A box holds small cube shaped blocks that are the same size. Kim tires tk build a large cube out of the small blocks but finds that she needs 6 more blocks. Takashi builds a different sized cube out of the same amount of blocks and finds that she has 85 blocks left. How many blocks are in the box?

Answer 1

Let Kim be building a cube of side $x$ and Takashi be building a cube of side $y$ where $y<x$.

So $x^3 -6 = y^3 + 85$

$x^3 - y^3 = 91$

$(x-y)(x^2 + xy +y^2) = (7)(13) = (1)(91)$

where the RHS has been factorised in the only two unique ways among natural numbers.
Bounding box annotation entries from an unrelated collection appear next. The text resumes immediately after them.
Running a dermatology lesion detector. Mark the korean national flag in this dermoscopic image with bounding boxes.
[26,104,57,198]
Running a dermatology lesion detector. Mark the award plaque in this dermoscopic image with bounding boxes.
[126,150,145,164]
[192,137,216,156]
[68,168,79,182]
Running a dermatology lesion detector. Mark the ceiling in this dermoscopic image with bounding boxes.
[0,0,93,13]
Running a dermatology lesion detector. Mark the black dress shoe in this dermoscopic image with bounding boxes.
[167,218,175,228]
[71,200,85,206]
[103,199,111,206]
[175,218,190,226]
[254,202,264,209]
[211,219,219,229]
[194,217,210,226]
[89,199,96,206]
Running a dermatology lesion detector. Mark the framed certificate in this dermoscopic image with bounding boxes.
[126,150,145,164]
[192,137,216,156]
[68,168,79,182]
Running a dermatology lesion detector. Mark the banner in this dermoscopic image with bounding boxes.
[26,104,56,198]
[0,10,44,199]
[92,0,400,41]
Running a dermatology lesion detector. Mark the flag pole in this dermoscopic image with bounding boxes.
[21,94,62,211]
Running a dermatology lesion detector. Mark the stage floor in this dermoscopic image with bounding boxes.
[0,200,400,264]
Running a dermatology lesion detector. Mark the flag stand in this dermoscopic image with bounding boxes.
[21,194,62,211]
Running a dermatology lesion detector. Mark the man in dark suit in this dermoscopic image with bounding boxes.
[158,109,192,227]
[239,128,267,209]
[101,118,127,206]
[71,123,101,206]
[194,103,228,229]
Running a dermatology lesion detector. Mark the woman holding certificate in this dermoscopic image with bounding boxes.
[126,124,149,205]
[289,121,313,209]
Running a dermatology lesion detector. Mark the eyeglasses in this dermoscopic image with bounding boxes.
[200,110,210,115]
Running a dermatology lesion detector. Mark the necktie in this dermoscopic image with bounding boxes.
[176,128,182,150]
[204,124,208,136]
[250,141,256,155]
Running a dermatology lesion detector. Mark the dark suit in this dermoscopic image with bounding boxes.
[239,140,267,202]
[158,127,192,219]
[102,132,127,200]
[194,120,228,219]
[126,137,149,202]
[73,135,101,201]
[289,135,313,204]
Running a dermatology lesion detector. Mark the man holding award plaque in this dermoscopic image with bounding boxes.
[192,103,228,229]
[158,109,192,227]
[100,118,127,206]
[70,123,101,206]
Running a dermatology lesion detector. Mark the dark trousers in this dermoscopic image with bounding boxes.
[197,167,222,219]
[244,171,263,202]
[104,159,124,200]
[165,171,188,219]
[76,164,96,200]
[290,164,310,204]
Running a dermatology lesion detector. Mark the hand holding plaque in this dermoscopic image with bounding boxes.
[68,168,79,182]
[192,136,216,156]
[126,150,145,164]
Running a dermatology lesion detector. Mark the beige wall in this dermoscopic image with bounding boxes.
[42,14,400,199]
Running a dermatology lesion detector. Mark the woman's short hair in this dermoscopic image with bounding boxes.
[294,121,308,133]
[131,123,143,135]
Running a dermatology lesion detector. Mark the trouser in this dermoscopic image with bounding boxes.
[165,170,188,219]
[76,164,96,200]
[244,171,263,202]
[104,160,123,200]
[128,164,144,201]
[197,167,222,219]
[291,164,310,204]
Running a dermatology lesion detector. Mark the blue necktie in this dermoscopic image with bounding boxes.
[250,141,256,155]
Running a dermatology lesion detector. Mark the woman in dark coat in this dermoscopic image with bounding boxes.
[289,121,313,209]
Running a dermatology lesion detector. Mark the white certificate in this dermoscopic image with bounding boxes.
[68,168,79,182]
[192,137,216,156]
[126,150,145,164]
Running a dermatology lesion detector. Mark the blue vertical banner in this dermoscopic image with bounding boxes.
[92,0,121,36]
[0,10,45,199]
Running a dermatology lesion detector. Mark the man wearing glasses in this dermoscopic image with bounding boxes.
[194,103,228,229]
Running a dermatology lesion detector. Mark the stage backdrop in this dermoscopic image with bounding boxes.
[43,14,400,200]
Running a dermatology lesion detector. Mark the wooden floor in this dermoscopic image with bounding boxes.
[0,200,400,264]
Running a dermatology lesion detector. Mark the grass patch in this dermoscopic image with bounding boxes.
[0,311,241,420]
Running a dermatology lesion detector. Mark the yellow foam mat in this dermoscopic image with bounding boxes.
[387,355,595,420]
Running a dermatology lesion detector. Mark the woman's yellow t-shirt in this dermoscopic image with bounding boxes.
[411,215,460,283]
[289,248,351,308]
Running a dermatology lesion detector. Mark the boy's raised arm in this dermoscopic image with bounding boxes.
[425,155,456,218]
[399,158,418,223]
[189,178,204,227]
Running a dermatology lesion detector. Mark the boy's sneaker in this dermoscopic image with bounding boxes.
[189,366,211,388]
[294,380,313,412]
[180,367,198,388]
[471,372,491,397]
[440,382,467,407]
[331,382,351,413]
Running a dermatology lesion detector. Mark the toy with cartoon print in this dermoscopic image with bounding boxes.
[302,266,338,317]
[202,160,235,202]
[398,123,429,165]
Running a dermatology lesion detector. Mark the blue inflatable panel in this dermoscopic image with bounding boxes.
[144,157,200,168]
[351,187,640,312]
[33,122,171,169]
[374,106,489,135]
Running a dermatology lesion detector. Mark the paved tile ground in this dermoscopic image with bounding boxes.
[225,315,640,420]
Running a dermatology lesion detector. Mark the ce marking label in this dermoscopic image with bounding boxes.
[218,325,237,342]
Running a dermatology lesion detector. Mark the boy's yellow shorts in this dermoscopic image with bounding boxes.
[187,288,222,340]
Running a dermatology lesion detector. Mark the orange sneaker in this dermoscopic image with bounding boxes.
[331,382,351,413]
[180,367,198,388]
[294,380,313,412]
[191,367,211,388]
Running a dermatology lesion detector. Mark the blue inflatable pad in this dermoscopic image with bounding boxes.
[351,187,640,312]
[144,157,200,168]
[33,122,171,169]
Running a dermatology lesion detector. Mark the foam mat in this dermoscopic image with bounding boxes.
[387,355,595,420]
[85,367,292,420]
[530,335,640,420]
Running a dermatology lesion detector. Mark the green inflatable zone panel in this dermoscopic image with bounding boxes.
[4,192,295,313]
Now try $x-y = 7 \implies x = y + 7$ and then $x-y = 1 \implies x = y+1$, substitute those into the equation and solve the resulting respective quadratics arising from the second factor on the LHS. You'll find the only admissible solution to be $x = 6, y = 5$, so the number of blocks is $210$.

Answer 2

Say there are $k$ blocks in the box.

Say Kim tries to build a cube of side $n$, so: $n^3 = k+6$

Say Takashi tries to build a cube of side $m$, so: $m^3= k-85$

Where $k, m, n$ are all integers. Oh, and we can see: $n^3-m^3 = 91$